First co-op launched to preserve organic farms

Organic legacy to be held in perpetuity

Sam Marwood and Tim Hicks, founders of Cultivate Farms, are excited to back a new investment co-operative with a focus on organic businesses.

Sam Marwood and Tim Hicks, founders of Cultivate Farms, are excited to back a new investment co-operative with a focus on organic businesses.


Carolyn Suggate founder of co-op to ensure organic farms remain


Anyone interested in safeguarding the supply of Australian organic food to their table has an opportunity to invest in the nation’s first ever organic farm investment co-operative.

The Organic and Regenerative Investment Co-operative launched this month.

Interested parties can now sink their own dollars into the co-op to financially support existing organic farms and supply-chain businesses so they can improve and expand in the long term. 

The co-op has launched a campaign to raise $19,000 which will be used to identify suitable investments and build a website to engage the public and attract potential investors. 

Albury’s own equity crowdfunding platform Cultivate Farms has aligned with the co-op.

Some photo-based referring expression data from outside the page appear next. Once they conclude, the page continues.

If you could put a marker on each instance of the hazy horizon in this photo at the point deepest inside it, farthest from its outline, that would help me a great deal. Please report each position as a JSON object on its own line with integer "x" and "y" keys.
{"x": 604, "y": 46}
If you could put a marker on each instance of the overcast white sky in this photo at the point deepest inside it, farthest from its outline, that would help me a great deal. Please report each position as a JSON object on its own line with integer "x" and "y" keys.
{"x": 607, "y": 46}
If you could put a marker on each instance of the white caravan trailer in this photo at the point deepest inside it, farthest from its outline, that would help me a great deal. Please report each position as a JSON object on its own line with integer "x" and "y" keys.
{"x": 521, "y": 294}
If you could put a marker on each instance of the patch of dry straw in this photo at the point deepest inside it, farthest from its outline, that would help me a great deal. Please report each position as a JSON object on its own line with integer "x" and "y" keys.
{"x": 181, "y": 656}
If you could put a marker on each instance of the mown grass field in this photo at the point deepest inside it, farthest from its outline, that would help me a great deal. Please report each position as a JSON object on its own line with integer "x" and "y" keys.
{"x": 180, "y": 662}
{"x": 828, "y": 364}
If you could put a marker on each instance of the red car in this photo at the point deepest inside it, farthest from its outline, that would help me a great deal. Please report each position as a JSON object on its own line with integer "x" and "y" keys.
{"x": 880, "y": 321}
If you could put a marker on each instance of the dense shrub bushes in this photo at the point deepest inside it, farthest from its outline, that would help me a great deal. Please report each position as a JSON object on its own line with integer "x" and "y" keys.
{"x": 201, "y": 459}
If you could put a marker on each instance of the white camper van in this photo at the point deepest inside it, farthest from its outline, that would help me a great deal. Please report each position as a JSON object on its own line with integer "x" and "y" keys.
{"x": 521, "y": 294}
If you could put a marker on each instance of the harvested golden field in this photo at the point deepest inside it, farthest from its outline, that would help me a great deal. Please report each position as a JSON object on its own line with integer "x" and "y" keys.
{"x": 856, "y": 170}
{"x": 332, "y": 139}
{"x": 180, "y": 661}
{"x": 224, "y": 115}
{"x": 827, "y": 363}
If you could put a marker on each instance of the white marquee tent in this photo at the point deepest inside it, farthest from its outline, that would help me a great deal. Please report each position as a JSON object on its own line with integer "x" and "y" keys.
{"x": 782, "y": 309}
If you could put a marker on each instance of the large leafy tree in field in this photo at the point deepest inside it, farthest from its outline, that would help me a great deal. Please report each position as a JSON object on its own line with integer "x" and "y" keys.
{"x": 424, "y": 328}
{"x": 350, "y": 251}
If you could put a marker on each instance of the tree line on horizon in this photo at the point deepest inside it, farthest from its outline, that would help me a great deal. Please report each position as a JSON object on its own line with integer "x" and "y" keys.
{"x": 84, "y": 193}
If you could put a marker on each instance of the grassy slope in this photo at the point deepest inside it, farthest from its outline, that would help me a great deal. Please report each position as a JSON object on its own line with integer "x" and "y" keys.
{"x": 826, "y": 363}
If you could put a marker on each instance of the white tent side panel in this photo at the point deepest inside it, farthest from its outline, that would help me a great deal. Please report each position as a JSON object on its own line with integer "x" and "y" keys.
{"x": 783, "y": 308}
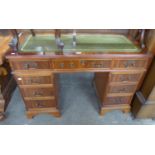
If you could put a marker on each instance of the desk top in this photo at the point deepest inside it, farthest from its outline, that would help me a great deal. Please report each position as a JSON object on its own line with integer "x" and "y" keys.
{"x": 4, "y": 47}
{"x": 85, "y": 43}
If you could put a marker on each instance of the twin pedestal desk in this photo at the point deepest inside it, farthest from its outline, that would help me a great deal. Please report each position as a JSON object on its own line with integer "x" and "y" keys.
{"x": 119, "y": 66}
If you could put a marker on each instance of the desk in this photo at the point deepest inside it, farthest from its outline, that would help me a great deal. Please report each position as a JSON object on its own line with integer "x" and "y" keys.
{"x": 7, "y": 83}
{"x": 118, "y": 63}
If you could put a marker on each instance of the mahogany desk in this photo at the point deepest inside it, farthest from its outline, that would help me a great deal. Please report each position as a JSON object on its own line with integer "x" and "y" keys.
{"x": 119, "y": 65}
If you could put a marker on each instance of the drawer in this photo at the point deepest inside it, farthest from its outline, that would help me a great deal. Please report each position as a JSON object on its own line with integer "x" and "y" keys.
{"x": 95, "y": 63}
{"x": 132, "y": 63}
{"x": 122, "y": 89}
{"x": 33, "y": 80}
{"x": 37, "y": 92}
{"x": 65, "y": 64}
{"x": 40, "y": 103}
{"x": 117, "y": 100}
{"x": 30, "y": 65}
{"x": 130, "y": 77}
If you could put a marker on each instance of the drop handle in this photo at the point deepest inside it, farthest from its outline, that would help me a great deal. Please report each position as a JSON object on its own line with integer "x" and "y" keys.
{"x": 62, "y": 65}
{"x": 72, "y": 65}
{"x": 37, "y": 94}
{"x": 130, "y": 64}
{"x": 30, "y": 66}
{"x": 39, "y": 104}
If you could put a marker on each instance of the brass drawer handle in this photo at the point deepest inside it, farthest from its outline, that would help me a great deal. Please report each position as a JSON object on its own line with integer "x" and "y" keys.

Director Sam Marwood, Albury, says their platform, which pairs investors with young farmers to find farming opportunities, will now help find the best farmers to run the businesses the co-op invests in. 

“It’s another way for passionate people who want to give farming a crack access to land to do this,” Mr Marwood said.  

The brains behind the co-op, Carolyn Suggate, Mansfield, Victoria, has been involved in certified organics for the past 15 years selling lamb, chickens, eggs and beef direct to customers.

“This sector has been growing around 14 per cent each year yet there is a lack of security around the longevity of each property which takes time and specific expertise to bring to certified organic status,” Ms Suggate said. 

“The demographics of farming in general indicate the average age of farmers is late 50’s and, when combined with the high cost of entering the agriculture sector results in some of the country’s most productive and regenerative farms being sold to corporates, being reverted to chemical farming or sold to off-shore owners.”

Ms Suggate said Australia’s neighbour across ‘the ditch’ already has a globally recognised reputation for organics which, they describe, is not a brand. She said organic fresh fruit, wine, dairy, processing and domestic retail sectors were thriving in New Zealand and these products were backed by a solid export sector.

“Our intention is for organic farms to be preserved and held in perpetuity; investors and farm managers come and go but, through the investment co-operative, the farms are secured with Australian ownership, long-term financial benefits and, of great importance, Australian sovereignty.”

Founding co-op board members also include Food Connect founder Robert Pekin, Brisbane; Small Giants director Dan Fitzgerald, Melbourne, and TAFE NSW Total Environment Centre’s director, Robert Fenton, Albury.